In 2005 she joined the Oak Ridge Breakfast Rotary Club, giving her expanded opportunities for fellowship and community service. Emily fell in love with professional storytelling when she and her husband, Charlie, first attended the National Storytelling Festival in 2010. In 2017 she and Charlie, Martha and David Hobson, and Pat Postma started the annual Flatwater Tales Storytelling Festival, which she chaired until she and Charlie moved to St. Louis in late 2023. They continue an active though more modest engagement with Flatwater Tales. She has two children and five grandchildren who have all become storytelling fans.
Arriving with her parents in 1943, Pat Postma is a real Oak Ridge pioneer. Pat says the bonds formed by a community with the mission of winning the War, an education system as radical as its science, and a commitment to the arts from the earliest days made Oak Ridge an exceptional place. Her graduate degree in regional economics led her to become involved in emerging high-tech companies and a new venture curriculum at UT’s Haslam School of Business. Subsequently, she developed and directed a series of innovative Executive MBA programs there. After her retirement she has championed a number of initiatives to enhance the future of Oak Ridge. She loves the Flatwater Tales Festival because sharing belly laughs with several hundred people feels like the epitome of community.
Martha came to Oak Ridge to teach at Oak Ridge High School. Her children contend that she could not hold a job: she has taught school, worked as a technical editor, been a public relations consultant and finally found her true calling as one of the first female certified financial planners in the region. She loved financial planning and her clients. She has been a volunteer for many nonprofit groups throughout the community from being president of Altrusa of Oak Ridge to being chair of the Methodist Medical Center Foundation Board. She grew up in a family of storytellers and has loved professional storytelling since her first trip to Jonesborough to the National Storytelling Festival in the 1990s. She shares two adult children and three grandchildren with David, loving the name Nana more than any other moniker. She has been a member of the Oak Ridge Breakfast Rotary Club for more than 30 years.

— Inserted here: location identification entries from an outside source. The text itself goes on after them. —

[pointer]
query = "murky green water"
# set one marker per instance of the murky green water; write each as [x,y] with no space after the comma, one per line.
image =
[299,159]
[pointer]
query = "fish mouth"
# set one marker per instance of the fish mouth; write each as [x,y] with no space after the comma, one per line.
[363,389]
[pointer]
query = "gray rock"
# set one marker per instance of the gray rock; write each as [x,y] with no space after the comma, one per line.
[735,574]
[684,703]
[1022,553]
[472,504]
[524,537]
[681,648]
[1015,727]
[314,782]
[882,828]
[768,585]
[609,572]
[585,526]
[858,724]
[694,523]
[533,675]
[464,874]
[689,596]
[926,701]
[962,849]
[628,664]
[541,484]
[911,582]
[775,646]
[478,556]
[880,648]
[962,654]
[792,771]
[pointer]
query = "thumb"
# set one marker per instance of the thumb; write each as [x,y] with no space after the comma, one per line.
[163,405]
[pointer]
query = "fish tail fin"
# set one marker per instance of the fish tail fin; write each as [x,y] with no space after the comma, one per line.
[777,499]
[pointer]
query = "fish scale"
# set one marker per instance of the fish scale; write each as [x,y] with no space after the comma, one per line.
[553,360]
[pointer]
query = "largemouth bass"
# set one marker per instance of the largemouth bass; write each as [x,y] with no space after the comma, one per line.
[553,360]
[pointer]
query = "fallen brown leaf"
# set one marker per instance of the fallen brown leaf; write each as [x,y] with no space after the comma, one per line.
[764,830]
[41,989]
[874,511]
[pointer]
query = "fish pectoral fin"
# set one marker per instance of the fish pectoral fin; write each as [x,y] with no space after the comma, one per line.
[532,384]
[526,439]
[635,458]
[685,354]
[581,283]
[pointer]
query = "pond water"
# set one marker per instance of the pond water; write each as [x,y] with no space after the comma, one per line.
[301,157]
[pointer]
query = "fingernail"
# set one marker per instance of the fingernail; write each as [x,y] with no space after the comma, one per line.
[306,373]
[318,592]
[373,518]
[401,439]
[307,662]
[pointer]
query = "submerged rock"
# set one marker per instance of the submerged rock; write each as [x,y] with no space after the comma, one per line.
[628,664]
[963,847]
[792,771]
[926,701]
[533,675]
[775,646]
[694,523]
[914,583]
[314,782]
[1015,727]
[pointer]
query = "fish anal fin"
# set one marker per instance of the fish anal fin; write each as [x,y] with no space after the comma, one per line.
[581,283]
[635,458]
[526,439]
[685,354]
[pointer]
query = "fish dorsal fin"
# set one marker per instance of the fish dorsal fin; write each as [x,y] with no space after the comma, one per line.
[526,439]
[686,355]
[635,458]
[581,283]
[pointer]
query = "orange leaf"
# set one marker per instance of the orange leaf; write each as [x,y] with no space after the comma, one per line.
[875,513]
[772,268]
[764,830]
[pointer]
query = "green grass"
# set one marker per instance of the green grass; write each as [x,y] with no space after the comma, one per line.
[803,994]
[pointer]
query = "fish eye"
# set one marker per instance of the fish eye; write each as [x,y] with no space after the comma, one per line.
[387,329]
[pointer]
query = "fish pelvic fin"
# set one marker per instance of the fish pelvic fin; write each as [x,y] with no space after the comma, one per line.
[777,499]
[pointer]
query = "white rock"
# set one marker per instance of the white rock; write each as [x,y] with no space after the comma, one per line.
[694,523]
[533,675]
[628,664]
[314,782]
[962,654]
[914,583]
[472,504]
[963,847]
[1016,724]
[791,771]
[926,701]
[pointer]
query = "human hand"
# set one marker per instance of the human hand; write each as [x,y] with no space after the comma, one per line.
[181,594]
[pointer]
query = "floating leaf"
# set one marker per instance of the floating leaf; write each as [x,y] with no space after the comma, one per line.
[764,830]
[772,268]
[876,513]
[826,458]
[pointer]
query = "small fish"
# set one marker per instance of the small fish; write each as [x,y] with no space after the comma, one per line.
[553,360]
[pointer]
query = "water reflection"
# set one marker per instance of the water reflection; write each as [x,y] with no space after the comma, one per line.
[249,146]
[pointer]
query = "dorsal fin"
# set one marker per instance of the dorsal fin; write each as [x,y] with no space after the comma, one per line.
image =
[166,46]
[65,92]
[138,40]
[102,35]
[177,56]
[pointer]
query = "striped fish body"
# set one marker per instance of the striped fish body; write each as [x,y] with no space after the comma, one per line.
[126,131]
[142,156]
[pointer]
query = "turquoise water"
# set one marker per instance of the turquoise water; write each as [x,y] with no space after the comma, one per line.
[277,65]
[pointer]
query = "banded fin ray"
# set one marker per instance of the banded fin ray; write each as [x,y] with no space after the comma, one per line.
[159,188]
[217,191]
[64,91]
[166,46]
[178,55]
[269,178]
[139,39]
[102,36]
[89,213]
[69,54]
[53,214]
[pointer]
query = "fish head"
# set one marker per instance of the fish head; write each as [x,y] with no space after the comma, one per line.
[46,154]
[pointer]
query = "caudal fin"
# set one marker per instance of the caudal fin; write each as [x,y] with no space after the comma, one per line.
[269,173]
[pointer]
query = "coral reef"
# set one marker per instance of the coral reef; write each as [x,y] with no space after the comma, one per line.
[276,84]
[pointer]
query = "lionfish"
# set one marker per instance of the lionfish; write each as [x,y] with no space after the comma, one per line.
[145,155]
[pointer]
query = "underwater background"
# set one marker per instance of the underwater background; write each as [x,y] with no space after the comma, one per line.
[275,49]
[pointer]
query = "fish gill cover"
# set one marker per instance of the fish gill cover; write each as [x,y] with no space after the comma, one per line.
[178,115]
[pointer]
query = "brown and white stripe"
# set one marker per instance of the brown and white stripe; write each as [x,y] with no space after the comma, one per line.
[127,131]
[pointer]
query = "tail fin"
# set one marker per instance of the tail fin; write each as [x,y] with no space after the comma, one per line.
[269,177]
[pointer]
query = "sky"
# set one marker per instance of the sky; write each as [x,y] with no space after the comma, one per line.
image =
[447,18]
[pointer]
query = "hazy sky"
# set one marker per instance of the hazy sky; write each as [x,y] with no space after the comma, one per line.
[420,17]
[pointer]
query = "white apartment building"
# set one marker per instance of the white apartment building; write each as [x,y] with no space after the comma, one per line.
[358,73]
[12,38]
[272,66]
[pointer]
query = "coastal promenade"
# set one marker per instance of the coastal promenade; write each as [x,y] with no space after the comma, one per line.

David came to Oak Ridge with his parents when he was nine years old and loved the freedom he had as a boy to roam all over the safe city behind a fence. He is a proud graduate of Ok Ridge High School and received his engineering degrees from the University of Tennessee. He had a long career of 44 years at Oak Ridge National Laboratory. He is the recipient of two R & D 100 awards. The reactor safety research that he and three colleagues did in the early 1970s paved the way for the Nuclear Regulatory Commission, when it was decided that the Atomic Energy Commission could no longer both promote and regulate nuclear power. He is the proud father of two adult children and the prouder Grandpa Dave to three beautiful grandchildren. He has loved storytelling since his first trip to the National Storytelling Festival in Jonesborough in the 1990s.